The National Association of Realtors (NAR) reported this morning that existing home sales fell by -5.4% to a seasonally adjusted annual rate of 4.62 million units in May to 4.37 million units in June. Year-over-year, however, sales rose 4.5% compared with June 2011.
The NAR’s chief economist said:
Despite the frictions related to obtaining mortgages, buyer interest remains solid. But inventory continues to shrink and that is limiting buying opportunities. This, in turn, is pushing up home prices in many markets.
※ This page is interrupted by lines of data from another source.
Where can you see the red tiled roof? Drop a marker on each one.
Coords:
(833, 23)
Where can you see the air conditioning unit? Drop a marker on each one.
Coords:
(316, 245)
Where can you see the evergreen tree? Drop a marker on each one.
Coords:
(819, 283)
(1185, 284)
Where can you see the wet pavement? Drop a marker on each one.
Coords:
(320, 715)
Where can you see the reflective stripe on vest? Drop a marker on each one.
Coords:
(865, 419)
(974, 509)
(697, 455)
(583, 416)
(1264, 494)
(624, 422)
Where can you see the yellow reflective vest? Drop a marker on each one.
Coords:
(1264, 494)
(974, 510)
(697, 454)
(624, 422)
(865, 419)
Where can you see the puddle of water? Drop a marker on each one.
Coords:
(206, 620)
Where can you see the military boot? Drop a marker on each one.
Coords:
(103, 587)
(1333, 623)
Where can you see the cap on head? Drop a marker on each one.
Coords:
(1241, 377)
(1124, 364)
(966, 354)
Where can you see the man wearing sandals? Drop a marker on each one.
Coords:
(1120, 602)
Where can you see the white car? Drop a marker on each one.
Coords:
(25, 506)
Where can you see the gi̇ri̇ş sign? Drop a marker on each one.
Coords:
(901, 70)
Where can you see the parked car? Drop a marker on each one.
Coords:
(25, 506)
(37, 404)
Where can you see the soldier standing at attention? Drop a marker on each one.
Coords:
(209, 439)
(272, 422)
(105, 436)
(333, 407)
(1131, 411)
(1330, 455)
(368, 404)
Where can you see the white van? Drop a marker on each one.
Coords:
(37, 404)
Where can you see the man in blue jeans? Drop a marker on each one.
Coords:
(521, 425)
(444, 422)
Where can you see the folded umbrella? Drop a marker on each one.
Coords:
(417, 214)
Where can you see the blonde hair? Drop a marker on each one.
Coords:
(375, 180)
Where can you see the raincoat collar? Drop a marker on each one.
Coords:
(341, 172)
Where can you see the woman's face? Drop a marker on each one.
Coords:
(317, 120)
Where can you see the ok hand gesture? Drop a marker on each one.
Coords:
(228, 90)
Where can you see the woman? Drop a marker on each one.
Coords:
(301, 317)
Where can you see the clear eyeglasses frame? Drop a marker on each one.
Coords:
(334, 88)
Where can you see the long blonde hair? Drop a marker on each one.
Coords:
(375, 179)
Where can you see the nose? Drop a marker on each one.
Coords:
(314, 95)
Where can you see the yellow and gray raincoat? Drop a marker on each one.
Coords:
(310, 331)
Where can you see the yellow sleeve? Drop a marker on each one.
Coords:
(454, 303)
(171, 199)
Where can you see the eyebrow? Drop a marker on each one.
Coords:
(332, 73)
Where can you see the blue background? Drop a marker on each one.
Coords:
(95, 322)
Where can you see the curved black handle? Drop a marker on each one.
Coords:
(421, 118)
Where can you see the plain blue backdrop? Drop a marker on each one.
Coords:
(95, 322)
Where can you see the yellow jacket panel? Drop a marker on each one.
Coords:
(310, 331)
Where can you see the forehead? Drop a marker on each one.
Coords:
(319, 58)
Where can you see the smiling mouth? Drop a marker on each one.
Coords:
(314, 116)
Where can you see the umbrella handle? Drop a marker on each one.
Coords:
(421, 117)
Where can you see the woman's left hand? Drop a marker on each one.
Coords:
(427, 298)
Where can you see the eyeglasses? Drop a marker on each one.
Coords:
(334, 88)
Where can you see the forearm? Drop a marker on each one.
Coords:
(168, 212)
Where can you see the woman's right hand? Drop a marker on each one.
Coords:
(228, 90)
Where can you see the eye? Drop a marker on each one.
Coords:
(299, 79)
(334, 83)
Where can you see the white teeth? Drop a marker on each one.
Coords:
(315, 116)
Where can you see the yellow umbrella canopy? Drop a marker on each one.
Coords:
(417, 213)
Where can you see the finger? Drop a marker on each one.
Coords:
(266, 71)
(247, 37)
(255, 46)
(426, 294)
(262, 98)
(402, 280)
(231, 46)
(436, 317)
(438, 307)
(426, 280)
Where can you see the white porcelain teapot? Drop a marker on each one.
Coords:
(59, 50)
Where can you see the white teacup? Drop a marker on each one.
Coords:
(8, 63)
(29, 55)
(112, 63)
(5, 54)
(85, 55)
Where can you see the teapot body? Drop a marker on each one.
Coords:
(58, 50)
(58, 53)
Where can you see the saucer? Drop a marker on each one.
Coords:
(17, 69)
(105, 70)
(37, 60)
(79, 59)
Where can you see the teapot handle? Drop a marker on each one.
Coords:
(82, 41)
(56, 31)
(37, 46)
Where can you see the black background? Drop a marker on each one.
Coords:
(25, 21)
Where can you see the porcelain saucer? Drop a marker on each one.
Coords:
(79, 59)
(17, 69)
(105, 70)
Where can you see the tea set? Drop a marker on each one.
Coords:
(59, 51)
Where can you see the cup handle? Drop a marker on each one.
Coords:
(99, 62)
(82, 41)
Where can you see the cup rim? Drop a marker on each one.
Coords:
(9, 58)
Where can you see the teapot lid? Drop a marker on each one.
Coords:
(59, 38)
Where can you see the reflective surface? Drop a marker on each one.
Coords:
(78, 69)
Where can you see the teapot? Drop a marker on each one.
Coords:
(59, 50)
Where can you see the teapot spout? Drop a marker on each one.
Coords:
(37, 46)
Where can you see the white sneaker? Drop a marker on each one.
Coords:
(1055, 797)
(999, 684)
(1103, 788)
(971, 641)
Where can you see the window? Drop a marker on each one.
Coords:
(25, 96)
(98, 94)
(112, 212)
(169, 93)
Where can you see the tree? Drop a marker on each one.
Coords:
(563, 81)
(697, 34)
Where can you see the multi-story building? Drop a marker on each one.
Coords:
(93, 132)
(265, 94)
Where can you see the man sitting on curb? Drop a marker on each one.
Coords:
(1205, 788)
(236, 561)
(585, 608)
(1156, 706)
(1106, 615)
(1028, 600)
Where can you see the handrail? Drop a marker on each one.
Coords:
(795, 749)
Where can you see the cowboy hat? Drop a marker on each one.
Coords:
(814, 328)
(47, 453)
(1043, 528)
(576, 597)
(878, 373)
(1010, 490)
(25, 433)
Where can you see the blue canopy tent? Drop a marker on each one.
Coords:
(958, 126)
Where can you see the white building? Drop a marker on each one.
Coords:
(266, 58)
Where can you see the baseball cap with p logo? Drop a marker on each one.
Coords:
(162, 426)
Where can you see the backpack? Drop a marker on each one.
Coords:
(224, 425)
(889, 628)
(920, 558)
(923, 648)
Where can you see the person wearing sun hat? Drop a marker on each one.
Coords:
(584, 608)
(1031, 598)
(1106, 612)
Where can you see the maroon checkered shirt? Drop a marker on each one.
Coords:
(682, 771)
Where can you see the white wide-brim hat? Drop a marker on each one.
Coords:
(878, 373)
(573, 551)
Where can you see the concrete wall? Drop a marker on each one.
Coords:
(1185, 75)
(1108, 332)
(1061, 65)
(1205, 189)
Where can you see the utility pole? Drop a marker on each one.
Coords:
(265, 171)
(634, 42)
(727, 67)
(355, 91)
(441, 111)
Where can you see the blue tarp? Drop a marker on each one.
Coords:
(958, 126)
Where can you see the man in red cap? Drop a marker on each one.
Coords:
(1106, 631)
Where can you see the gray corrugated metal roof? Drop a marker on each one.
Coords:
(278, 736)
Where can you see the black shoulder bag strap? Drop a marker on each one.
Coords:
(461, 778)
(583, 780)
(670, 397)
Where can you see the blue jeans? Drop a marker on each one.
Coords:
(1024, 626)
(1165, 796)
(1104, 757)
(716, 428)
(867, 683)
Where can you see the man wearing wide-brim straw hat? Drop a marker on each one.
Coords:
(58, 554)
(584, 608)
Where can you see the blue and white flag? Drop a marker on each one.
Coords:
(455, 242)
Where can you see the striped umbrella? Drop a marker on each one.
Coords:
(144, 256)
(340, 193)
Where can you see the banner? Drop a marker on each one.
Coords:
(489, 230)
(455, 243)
The price improvement also results from fewer distressed homes in the sales mix.
First-time buyers comprised 32% of June buyers, down from 34% in May and up from 31% in June of 2011. The NAR believes a “healthy” share of first-time buyers is about 40%, and blames “tight inventory in the lower price ranges, along with unnecessarily tight credit standards” for the shortfall.
Total housing inventory stood at 2.39 million existing homes at the end of June, down -3.2% from May. The total represents a 6.6-month supply at the pace of sales. Last June the inventory stood at a 9.1-month supply.
The tight market for existing homes could be one reason that homebuilders, particularly those with their own financing operations, are seeing orders rise and sales pick up, especially in the lower-priced market.
While the NAR’s figures on sales are important — especially to the group’s member realtors — the inventory numbers are probably more important as a measure of where the market is headed. Right now, it is headed in the right direction.